Des clés USB gratuites comme appâts
Les clés vérolées ont probablement été distribuées sous couverture d’une fausse entreprise, installant des stands fictifs lors de salons professionnels du secteur maritime. Une infiltration qui permettait de gagner la confiance des victimes potentielles, sans que personne ne se méfie. Mais la tactique ne se limite pas aux évènements BtoB : les hackers avaient aussi pris l’habitude de déposer des clés USB dans des restaurants, parkings et hôtels, amplifiant la diffusion et le risque d’infection. Un modus operandi redoutable, et visiblement efficace : les cargos sont souvent déconnectés d’Internet. Lorsqu’ils se connectent au réseau satellitaire, le malware a eu tout le temps d’agir hors-ligne avant d’être repéré.

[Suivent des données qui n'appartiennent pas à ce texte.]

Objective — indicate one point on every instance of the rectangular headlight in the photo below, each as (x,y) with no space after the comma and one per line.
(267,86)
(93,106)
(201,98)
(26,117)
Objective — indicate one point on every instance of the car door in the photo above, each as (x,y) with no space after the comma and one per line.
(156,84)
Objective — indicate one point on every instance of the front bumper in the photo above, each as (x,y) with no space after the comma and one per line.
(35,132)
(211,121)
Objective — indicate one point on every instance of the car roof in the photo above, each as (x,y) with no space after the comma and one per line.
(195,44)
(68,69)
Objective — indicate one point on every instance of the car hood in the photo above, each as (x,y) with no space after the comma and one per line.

D’autant plus qu’il devient rapidement compliqué de déterminer quand les clés infectées ont été réellement utilisées. Distribuées massivement, certaines ont pu être utilisées des mois après avoir atteint les poches de leurs victimes. De brouiller la lecture des chaînes d’attaque, et prolonger la persistance des infections. Deux ans après l’affaire, des attaques ont encore lieu, malgré les efforts de détection et de blocage.
Quelques réflexes à adopter
En matière de cybersécurité, la vigilance ne suffit pas. Il faut aussi adopter les bons réflexes. Une clé USB, derrière son apparence anodine, peut être un redoutable cheval de Troie pour vos données. Partez du principe qu’il ne faut jamais brancher une clé USB dont on ne connaît pas la provenance. Qu’il s’agisse de groupuscules indépendants ou d’entités politiques plus établies, les attaques les plus redoutables sont souvent les plus simples.